Ryo Sasagawa's Blog

笹川諒/「短歌人」所属/短歌のことを書いていこうと思ってます。

『短歌人』2018年6月号の、好きな歌10首(会員欄)

異国では誰かがひとり涙する君がくしゃみをひとつするとき(鈴掛真)

 

鈍感になればなるほど浮いているような心地のカフェテリア内(小玉春歌)

 

見えているもののすくなさ 卓上の春雨炒めぎらぎらし過ぎ(相田奈緒

 

戸口にて夢見るやうに取り落とす。
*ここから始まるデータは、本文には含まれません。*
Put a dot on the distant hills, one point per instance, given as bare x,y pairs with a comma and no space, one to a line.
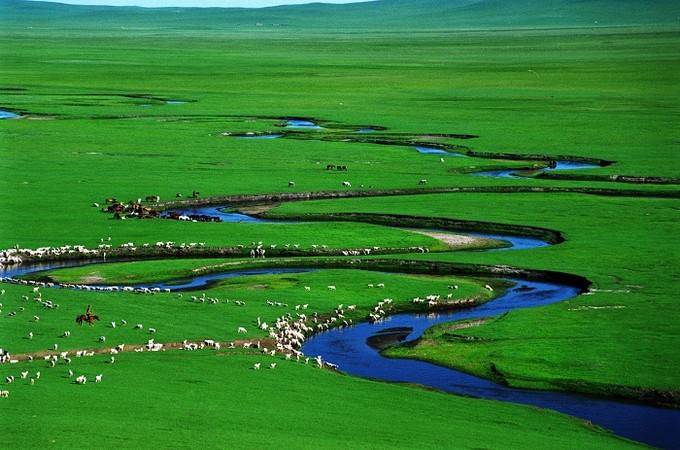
378,15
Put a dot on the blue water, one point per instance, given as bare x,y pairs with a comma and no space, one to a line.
436,151
348,348
296,123
561,165
7,114
517,242
222,212
260,136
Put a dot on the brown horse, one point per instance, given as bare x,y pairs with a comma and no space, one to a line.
87,317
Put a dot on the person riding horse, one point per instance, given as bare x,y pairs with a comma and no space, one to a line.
87,317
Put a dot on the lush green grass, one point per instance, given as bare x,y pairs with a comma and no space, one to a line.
177,317
624,245
603,93
181,399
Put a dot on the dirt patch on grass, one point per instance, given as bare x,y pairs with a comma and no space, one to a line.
454,240
92,279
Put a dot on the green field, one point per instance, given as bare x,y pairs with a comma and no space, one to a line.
596,81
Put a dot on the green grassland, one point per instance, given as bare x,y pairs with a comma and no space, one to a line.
607,92
177,317
621,244
184,399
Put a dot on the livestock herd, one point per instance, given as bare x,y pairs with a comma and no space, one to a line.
286,334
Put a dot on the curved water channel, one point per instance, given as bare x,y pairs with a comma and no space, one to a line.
355,351
7,114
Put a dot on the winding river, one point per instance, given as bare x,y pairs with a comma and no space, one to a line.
356,349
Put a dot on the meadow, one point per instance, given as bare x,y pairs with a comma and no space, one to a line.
95,124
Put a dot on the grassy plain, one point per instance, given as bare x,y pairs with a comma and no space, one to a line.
609,93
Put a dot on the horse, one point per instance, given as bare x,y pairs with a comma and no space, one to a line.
89,318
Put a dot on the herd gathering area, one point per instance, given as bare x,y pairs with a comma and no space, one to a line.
293,228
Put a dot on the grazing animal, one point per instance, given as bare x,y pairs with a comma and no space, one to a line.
88,317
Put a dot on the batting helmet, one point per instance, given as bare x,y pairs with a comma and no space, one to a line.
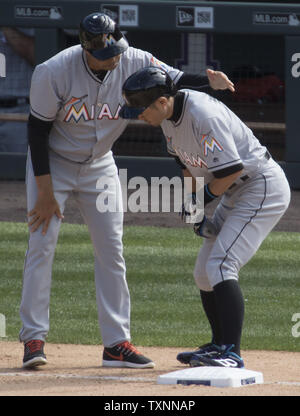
101,36
143,87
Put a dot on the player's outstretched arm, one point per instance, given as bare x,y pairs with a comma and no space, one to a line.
219,81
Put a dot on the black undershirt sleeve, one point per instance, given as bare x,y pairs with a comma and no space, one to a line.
38,138
192,81
222,173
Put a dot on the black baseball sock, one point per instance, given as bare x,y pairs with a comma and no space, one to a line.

鍵に映つた朝の景色を(鈴木秋馬)

 

終わりなき更紗模様の世界樹よ君の描きしイグドラシルよ(笠原真由美)

 

照らされたさくらは汚い ガラケーで撮ったみたいで目がはなせない(浪江まき子)

 

いま言葉はつる植物のやわらかな曲線を描き私に触れる(千葉みずほ)

 

「自販機の人」と呼ばれる名前ではなくてなんだか気が楽でいい(宗岡哲也

 

時間が経つまで待っているので水戸黄門から大相撲まで早くして(佐々木紬)

 

いちどきり川の近くに出逢ひたる樹木がありて憧れやまず(富樫由美子)

 

 

※掲載ページ順です。万一誤字・脱字等ありましたら、すみません。